If you are reading this and are one of those people who feel the need to argue to let your God back into schools, consider this.  How would you feel if there were Muslim religious teachings enshrined on the school walls? Lessons from the Torah on the blackboard for your child to study? What about meditation rooms where the children are taken for a class to learn how to be a better Buddhist? Dress codes inspired by the Sikh religion?  Christian parents would flip out.  Yet you would argue for putting the Ten Commandments up, or starting the day with prayer.  "If only God were still allowed in school!!! This never would have happened!" Skittlefarts.  It would still happen. There is a difference between private religion and public religion.  A good book to read on the subject is Jon Meacham's American Gospel. He does a great job of explaining the why's and how's of it all.
Also, do you seriously think God is powerless to go into public places simply because your teachings aren't followed in that place? That makes your god a pretty wimpy deity. The God I follow is bigger than any Government.  God is in the schools.  In the hearts of those who believe.  Teach your religion in your homes and in your churches where they should be taught. Let God worry about the public places.

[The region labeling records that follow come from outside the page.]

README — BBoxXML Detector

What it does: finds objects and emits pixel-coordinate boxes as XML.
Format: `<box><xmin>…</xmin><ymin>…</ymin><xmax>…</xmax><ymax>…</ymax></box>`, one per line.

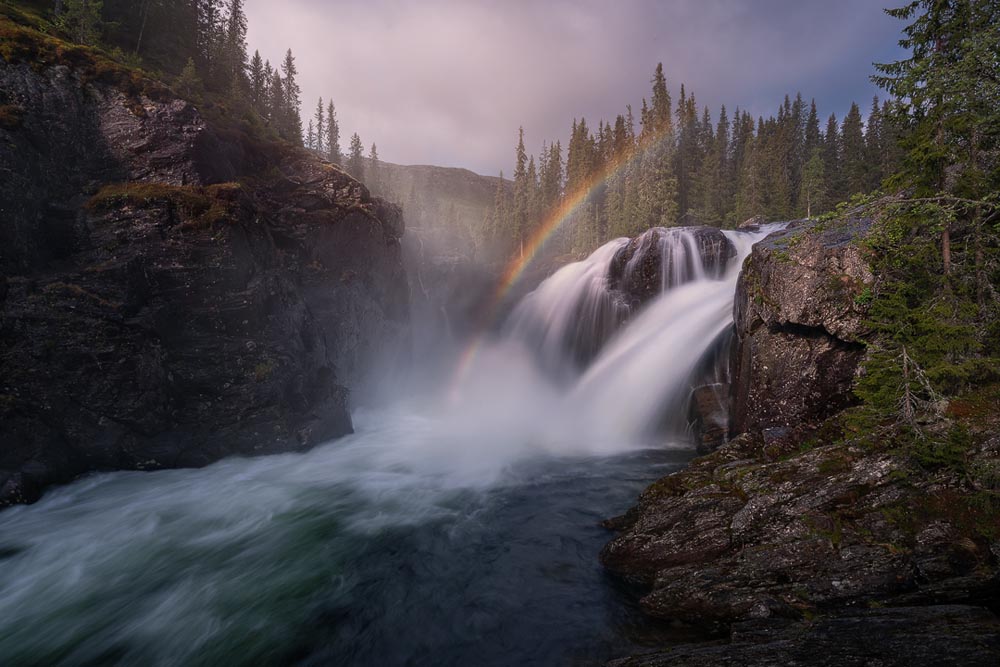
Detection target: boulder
<box><xmin>0</xmin><ymin>62</ymin><xmax>409</xmax><ymax>506</ymax></box>
<box><xmin>688</xmin><ymin>383</ymin><xmax>729</xmax><ymax>454</ymax></box>
<box><xmin>731</xmin><ymin>219</ymin><xmax>874</xmax><ymax>435</ymax></box>
<box><xmin>608</xmin><ymin>227</ymin><xmax>736</xmax><ymax>305</ymax></box>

This event stirred up a lot of emotions in me. I will grieve for the families of those who were killed, and pray for them in my own way.  I will be pressing my Government to look more into mental health issues, in the hopes that people who need help can get it before they resort to this. I will remember that everyone has their right to say whatever they want about their beliefs, even when I think they are misguided and wrong, and try not to get too upset about it.
Mostly though, I will hug my kids tighter, treat them with as much love and gentleness as I can muster, and cherish this life that I am living. Events like these can help bring into focus what is really important in life. I am fortunate in a way to have had some really horrific calls as a medic. For years now I have been been able to focus more on the blessings in my life.  My wife.  My kids. My family and friends. My job as an artist. It makes a huge difference.

Bad things will still happen to good people.  But the sun will rise again, and in the end, all we can do is love our family and friends, and show love to others. Stand with each other as we make our way through life.  Do the best we can with what we have, and enjoy the time we've been given as much as we can.  May God keep and protect us all.